We see systematic differences in PTM ratios in the cell lines (see the first figure below). The systematic differences in PTM distributions can be caused by a number of factors:
Generally, we expect biological signals to be non-systematic and non-directional - e.g. if we measure enough things the half will probably go up and half will go down canceling out any systematic directional change.
Out of the 45 cancer cell lines measurements in the PTM data, three measurements are of duplicate cell lines (run in different plexes):
These biological replicates can be used to investigate the systematic differences we observe. For instance we expect that if the systematic differences are 'interesting' differences in the biology of the cell lines then we would expect repeated measurements of the same cell line (biological replicates) to show the same systematic difference. If biological replicates do not show the same systematic difference then we expect that the systematic difference is not biological in nature and is more likely caused by some 'uninteresting' differences in tag-incorporation or cell number.
# imports and plotting defaults
import pandas as pd
import numpy as np
import matplotlib.pyplot as plt
%matplotlib inline
import matplotlib
matplotlib.style.use('ggplot')
from copy import deepcopy
# use clustergrammer module to load/process (source code in clustergrammer directory)

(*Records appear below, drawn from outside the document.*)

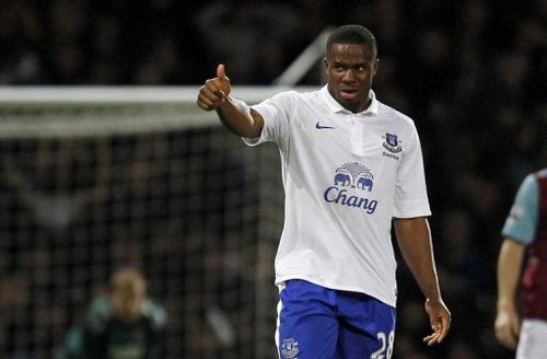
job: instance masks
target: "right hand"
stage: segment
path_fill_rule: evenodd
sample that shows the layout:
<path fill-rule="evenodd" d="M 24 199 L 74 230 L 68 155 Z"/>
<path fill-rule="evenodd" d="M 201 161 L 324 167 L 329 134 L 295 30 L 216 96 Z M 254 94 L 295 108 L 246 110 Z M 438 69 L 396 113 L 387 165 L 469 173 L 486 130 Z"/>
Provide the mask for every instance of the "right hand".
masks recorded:
<path fill-rule="evenodd" d="M 217 109 L 225 103 L 230 91 L 232 91 L 230 79 L 225 74 L 224 65 L 220 63 L 217 67 L 217 77 L 207 80 L 199 88 L 197 104 L 205 111 Z"/>
<path fill-rule="evenodd" d="M 516 348 L 519 333 L 521 332 L 521 320 L 515 310 L 498 310 L 493 328 L 496 338 L 502 346 L 512 350 Z"/>

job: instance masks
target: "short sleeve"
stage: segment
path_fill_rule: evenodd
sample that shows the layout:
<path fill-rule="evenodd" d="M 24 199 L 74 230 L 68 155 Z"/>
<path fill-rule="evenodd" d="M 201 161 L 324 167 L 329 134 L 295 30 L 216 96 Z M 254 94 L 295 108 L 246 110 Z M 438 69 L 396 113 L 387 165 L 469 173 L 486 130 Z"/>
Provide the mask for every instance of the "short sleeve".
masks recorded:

from clustergrammer import Network
def plot_cl_boxplot_with_missing_data(inst_df, ylim=5):
'''
Make a box plot of the cell lines where the cell lines are ranked based
on their average PTM levels
'''
print(inst_df.shape)
# get the order of the cell lines based on their mean
sorter = inst_df.mean().sort_values().index.tolist()
# reorder based on ascending mean values
sort_df = inst_df[sorter]
# box plot of PTM values ordered based on increasing mean
sort_df.plot(kind='box', figsize=(10,5), rot=90, ylim=(-ylim, ylim))
Below is a box plot of the 8,468 unique PTM measurements in all 45 measurements (note that each cell line has at most ~4000 measurements), where the rows (PTMs) have been Z-scored.
filename = '../lung_cellline_3_1_16/lung_cl_all_ptm/all_ptm_ratios.tsv'
net = deepcopy(Network())
net.load_file(filename)
net.normalize(axis='row', norm_type='zscore')
tmp_df = net.dat_to_df()
inst_df = tmp_df['mat']
plot_cl_boxplot_with_missing_data(inst_df, 3)
(8468, 45)
We see that there is a considerable difference in the distributions of PTM ratios in these cell lines. PTM ratios in DMS153 are on average 2 standard deviations below the average value in all cell lines and PTM ratios in H661 are almost 2 standard deviations above.
We can also see that the three biological replicate cell lines: H1437, H2073, and H209. If the systematic differences were biological in nature we would expect that the biological replicates would show a similar systematic difference. However, we see that for cell lines H1437 and H2073 we have one measurement with systematically low ratios and one measurement with systematically high ratios (the cell line H209 has similar ratios). This leads us to believe that the systematic differences are not biological in nature since they are not reproducible in biological repeats.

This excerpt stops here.